In a Capitol Hill press conference on Tuesday, the speaker of the House insisted yet again: “I do not want nor will I accept the nomination for our party.”

The Republican party’s nominee for vice-president in 2012, Ryan had long been considered a rising star in the party and was considered to be a potential white knight in the case of a contested convention where no candidate could receive a majority. However, he ruled himself out as well as any other candidate who had not sought the party’s nomination.

“So let me speak directly to the delegates on this: if no candidate has a majority on the first ballot, I believe you should only choose a person who actually participated in the primary. Count me out.”

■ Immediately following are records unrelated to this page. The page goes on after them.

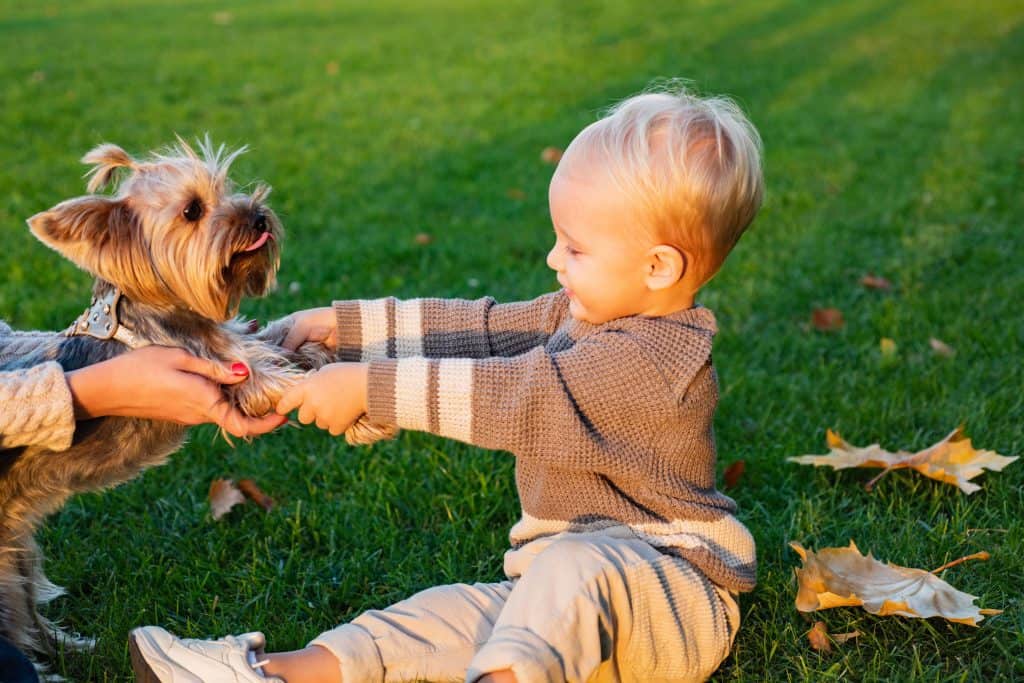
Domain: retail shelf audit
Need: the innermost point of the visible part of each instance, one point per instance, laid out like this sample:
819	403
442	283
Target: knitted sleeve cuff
424	394
36	408
374	329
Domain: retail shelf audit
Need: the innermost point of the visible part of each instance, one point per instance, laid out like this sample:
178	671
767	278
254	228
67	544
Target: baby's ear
90	231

“I simply believe that if you want to be the nominee – to be the president – you should actually run for it. I chose not to. Therefore, I should not be considered. Period.”

Ryan’s statement not only disqualified him but other potential alternatives like Mitt Romney.

Despite the fact that Ryan had been outright Shermanesque in his denials of a presidential bid (a reference to civil war hero William Tecumseh Sherman who famously said in 1884 “I will not accept if nominated and will not serve if elected” when he was being considered as a possible Republican candidate), he had previously insisted that he wouldn’t run to be speaker of the House. However, Ryan eventually was forced to run after no other candidate could rally sufficient support from House Republicans following John Boehner’s resignation in 2015.

He compared the difference between the two situations to “apples and oranges” to reporters on Tuesday. “I was already in the House, already a congressman,” Ryan said.

Ryan went on to urge the RNC rules committee to put “put in place a rule that you can only nominate someone who actually ran for the job”. If so, that would limit the pool of potential candidates in the case of an open convention to the 17 Republicans who ran for the White House at some point in the past year.

Even though he is not running for president, Ryan will still play an important role at the Republican National Convention in July. As speaker of the House, RNC rules make him the chair of the convention and he will ultimately decide on any procedural challenges on the floor.